“Flight of the Red Balloon” is part of the Portland International Film Festival (70 some films, 44 shorts, Feb. 7-23), a movie made in French by Taiwanese director Hou Hsiao-hsien as a sort of homage to “The Red Balloon,” Albert Lamorisse’s famous 1956 short film about a balloon with a life of its own. It’s the sort of movie that you have to decide, do I like this sort of thing or not? And if you don’t, it’s going to be excruciating — it obeys none of our storytelling conventions about pacing, action, climax, denouement, resolution. Maybe it’s all denouement, but even that’s stretching it. It’s highly unlikely that it will be one of the PIFF movies picked up for a regular run at one of Portland’s commercial theaters, even though it has a star in the cast, the incomparable Juliette Binoche.

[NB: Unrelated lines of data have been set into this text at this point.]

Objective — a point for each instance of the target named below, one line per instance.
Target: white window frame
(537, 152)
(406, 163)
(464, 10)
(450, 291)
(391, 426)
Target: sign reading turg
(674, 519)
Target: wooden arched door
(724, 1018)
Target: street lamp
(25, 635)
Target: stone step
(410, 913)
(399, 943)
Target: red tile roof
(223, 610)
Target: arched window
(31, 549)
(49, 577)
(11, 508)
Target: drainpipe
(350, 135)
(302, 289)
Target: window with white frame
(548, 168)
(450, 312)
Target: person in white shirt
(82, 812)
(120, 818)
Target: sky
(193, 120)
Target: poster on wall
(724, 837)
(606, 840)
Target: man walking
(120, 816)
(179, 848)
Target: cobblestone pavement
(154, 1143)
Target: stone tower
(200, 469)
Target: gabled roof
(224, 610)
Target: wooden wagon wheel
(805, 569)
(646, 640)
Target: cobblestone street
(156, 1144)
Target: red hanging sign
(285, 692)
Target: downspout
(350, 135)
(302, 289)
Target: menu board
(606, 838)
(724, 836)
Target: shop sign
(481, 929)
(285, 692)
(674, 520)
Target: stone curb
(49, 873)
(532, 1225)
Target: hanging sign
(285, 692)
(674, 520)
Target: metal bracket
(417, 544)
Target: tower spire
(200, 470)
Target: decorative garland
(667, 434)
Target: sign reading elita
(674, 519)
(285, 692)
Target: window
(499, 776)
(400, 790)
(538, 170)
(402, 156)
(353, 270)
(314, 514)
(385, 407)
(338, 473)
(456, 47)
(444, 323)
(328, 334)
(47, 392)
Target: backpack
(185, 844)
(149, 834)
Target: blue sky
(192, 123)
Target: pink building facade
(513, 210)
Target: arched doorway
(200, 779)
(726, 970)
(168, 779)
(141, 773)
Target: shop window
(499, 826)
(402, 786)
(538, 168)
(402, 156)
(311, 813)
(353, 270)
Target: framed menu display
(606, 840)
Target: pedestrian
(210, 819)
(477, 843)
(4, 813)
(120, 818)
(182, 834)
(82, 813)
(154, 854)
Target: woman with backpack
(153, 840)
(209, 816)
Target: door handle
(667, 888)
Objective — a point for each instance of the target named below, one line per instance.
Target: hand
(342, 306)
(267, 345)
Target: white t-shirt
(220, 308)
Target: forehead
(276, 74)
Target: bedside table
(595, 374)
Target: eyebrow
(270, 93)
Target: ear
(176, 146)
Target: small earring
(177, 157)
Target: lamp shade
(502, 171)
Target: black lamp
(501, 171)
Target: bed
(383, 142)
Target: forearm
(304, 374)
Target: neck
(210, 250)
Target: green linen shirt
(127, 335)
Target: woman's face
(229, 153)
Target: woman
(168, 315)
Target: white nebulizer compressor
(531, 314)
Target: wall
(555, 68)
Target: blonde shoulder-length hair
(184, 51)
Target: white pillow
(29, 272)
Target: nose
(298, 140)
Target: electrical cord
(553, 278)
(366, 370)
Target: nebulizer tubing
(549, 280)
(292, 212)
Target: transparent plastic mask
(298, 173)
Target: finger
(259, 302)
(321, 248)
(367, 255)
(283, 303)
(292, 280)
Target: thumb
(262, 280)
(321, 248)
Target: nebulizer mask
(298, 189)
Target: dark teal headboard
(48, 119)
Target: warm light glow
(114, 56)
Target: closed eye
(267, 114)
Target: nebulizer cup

So if you find yourself watching it all the way to the end with some pleasure that might even involve periods of inattention? If it’s not “unbearable” as The Oregonian’s Shawn Levy describes it, then what is going on? A pure form of naturalism leavened by some whimsy. And the lives of others responsibly depicted have a certain appeal, an invitation to consideration, that doesn’t have much to do with entertainment. And that’s exactly the criticism most frequently leveled at Hou: He’s not entertaining.
Binoche plays Suzanne, a mother with a 7-year-old son, Simon, a cute kid, “gentle” as his new nanny Song describes him, though maybe he’s just a bit withdrawn. Simon has a relationship with a red balloon. It follows him, but it won’t allow him to possess it, no matter how he pleads at the beginning of the film. Song is a film student who is making a short movie about a red balloon, following Lamorisse. Is she the supplier of the red balloon(s) in the movie? We never learn, but then we don’t learn much about her, except how she is with Simon and Suzanne — respectful, gentle (which perhaps is why she describes Simon as she does), responsible, creative, quiet. We see how she lives.
Which is very different from Suzanne, whose life is chaotic like her apartment. She’s a devoted puppeteer, or at least the voice in a puppet theater, dedicated to various forms, including Chinese, which means that Song can help her translate the work of a master Chinese puppeteer whom she travels to see. The men in her life are stacked up like the piles of magazines and books in her apartment, some in play and some discarded. We don’t get a fix on who Simon’s father is; there is talk of Simon’s sister who isn’t a sister; a boyfriend is in Montreal working on a novel that has stalled after two years; men friends drop by; a tenant downstairs is behind in his rent. She is revved up, unhappy, struggling.
And life goes on. Suzanne goes to rehearsal. A piano is moved into the apartment and tuned by a blind piano tuner. A friend comes over to help with legal advice about the tenant situation. Song and Simon make Song’s movie, play pinball, go to the park, to school, to the museum, where the class looks at a painting of a red balloon. The sister shows up, presumably in flashback. We get a clear fix on these lives being led. There is conflict, but mostly on the level of annoyance. There is unhappiness, but not all the way to despair. There is no plot and so no resolution.
There is a red balloon. It stays in touch with Simon and it’s often in the frame of Song’s short. A lot of the time it floats by unseen by everyone except for us in the audience. (It’s not as engaged as Lamorisse’s balloon.) It is symbolic, right? But of what? And here again the answer isn’t clear, though it’s possible to run the gamut of cliches — hope, youth, etc. But frankly, we don’t know; we just know that it has a special connection with Song and Simon.
And that’s it: some lives being led in Paris, some better, some worse. A boy we hope for. A mom we recognize. A filmmaker finding her way. Given the rules of our movie-making, we expect something to… happen. It never does. But there is room for reflection instead and maybe more than you knew already.
For a defense of Hou’s approach see Kent Jones in Film Comment.
“Flight of the Red Balloon” repeats at 6:15 p.m. Tuesday at the Broadway, 1000 SW Broadway.